To follow on from our Twitter articles earlier this year, the below is an article from Sky News.
Director of Public Prosecutions Keir Starmer QC has issued the new guidance in response to a huge increase in the number of prosecutions his department is having to deal with.
From today, the threshold for criminal action will be raised, meaning those who post offensive messages on the likes of Facebook and Twitter, however hurtful, will in most cases escape prosecution.
Mr Starmer said the guidelines were intended to strike the right balance between freedom of expression and upholding criminal law.
Now, social media messages which amount to credible threats of violence, a targeted campaign of harassment, or which breach court orders will be prosecuted robustly.
An example of this is the nine people each ordered to pay compensation to the woman raped by footballer Ched Evans after they named her on Twitter and Facebook.
Her naming breached a court order prohibiting the identification of victims of sexual offences. Any similar cases would still be prosecuted robustly.
Aggressive “trolling” would also probably fall under this banner as it could be specifically targeted and constitute harassment or stalking, Mr Starmer said.
But in cases where someone is simply deemed to have posted offensive messages, Crown Prosecution Service (CPS) lawyers will need to be satisfied that a prosecution is in the public interest.
For criminal charges to be brought, a message must now be shown to be more than offensive, shocking or disturbing; more than satirical, iconoclastic or rude; and more than the expression of an unpopular or unfashionable opinion, the guidelines state.
Also, if a message is swiftly deleted, blocked by service providers or websites, or shown not to be intended for a wider audience, a prosecution is unlikely.
“In most cases, once you have put the (new) safeguards in place then a prosecution is unlikely to be the appropriate response,” Mr Starmer said.
“To that extent, therefore, it is to make it less likely that these cases will be prosecuted.”
It might mean in future that people like Matthew Wood, jailed for 12 weeks in October 2012 for posting “abhorrent” messages about the missing five-year-old April Jones, would escape criminal sanction.

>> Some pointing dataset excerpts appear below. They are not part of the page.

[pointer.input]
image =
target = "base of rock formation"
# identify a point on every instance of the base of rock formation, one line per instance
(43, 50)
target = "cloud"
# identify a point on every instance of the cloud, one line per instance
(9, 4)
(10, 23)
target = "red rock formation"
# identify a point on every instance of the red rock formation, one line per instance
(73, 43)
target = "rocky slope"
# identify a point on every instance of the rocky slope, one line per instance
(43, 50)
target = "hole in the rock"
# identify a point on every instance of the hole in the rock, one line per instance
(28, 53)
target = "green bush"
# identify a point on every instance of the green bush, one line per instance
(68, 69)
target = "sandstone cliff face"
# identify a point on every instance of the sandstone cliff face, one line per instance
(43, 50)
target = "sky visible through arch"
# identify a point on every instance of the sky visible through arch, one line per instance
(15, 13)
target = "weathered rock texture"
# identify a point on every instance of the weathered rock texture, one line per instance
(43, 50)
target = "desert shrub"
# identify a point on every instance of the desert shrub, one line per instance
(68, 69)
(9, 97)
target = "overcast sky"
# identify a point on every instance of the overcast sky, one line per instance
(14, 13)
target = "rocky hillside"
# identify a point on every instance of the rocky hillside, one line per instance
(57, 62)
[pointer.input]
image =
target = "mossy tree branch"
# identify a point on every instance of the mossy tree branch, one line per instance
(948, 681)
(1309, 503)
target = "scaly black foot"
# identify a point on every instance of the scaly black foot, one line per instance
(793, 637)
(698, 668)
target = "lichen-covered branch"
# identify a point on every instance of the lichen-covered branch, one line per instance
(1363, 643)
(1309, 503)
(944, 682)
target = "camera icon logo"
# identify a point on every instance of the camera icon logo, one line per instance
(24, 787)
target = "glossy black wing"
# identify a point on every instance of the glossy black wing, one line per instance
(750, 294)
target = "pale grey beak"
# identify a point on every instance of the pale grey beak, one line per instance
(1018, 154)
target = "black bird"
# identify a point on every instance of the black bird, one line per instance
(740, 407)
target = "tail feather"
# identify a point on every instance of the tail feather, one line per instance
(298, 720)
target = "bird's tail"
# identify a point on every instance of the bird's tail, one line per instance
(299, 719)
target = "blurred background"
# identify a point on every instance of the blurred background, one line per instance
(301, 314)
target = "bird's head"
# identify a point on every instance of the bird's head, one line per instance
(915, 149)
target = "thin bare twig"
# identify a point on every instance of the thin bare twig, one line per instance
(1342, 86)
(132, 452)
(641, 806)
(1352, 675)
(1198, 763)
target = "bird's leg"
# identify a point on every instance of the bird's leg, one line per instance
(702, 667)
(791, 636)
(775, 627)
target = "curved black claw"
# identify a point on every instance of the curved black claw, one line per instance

Swansea student Liam Stacey might also have been spared a prosecution.
He was jailed in March 2012 for 56 days for tweeting abusive messages after Bolton Wanderers footballer Fabrice Muamba collapsed with a cardiac arrest during an FA cup match against Tottenham Hotspur.
The guidelines point out that context is important and the tone of social media messages is different to other communications.
The May 2010 conviction of Paul Chambers for joking on Twitter about blowing up Robin Hood Airport in South Yorkshire is one of the most well-known cases in this area.
His conviction for sending a “menacing” tweet drew widespread condemnation and was eventually quashed on appeal in the High Court in July this year.
Mr Starmer now admits that the CPS made the wrong “judgment call” to prosecute the 28-year-old and included his solicitor in discussions over the law.
The guidelines also state children (under-18s) will rarely face criminal charges for offensive tweets or Facebook posts.
While intended for the CPS to make a decision whether to charge someone or not, the guidelines are also designed to offer early advice to police – while encouraging officers to seek guidance from the CPS at the earliest possible opportunity.
With more than 340 million tweets a day and growing, the new guidelines have been welcomed by those who see raising the threshold for prosecution as a common-sense approach.
But equally, there are others, including many victims who will fear the new guidance could be seen by some on social media as a charter to abuse.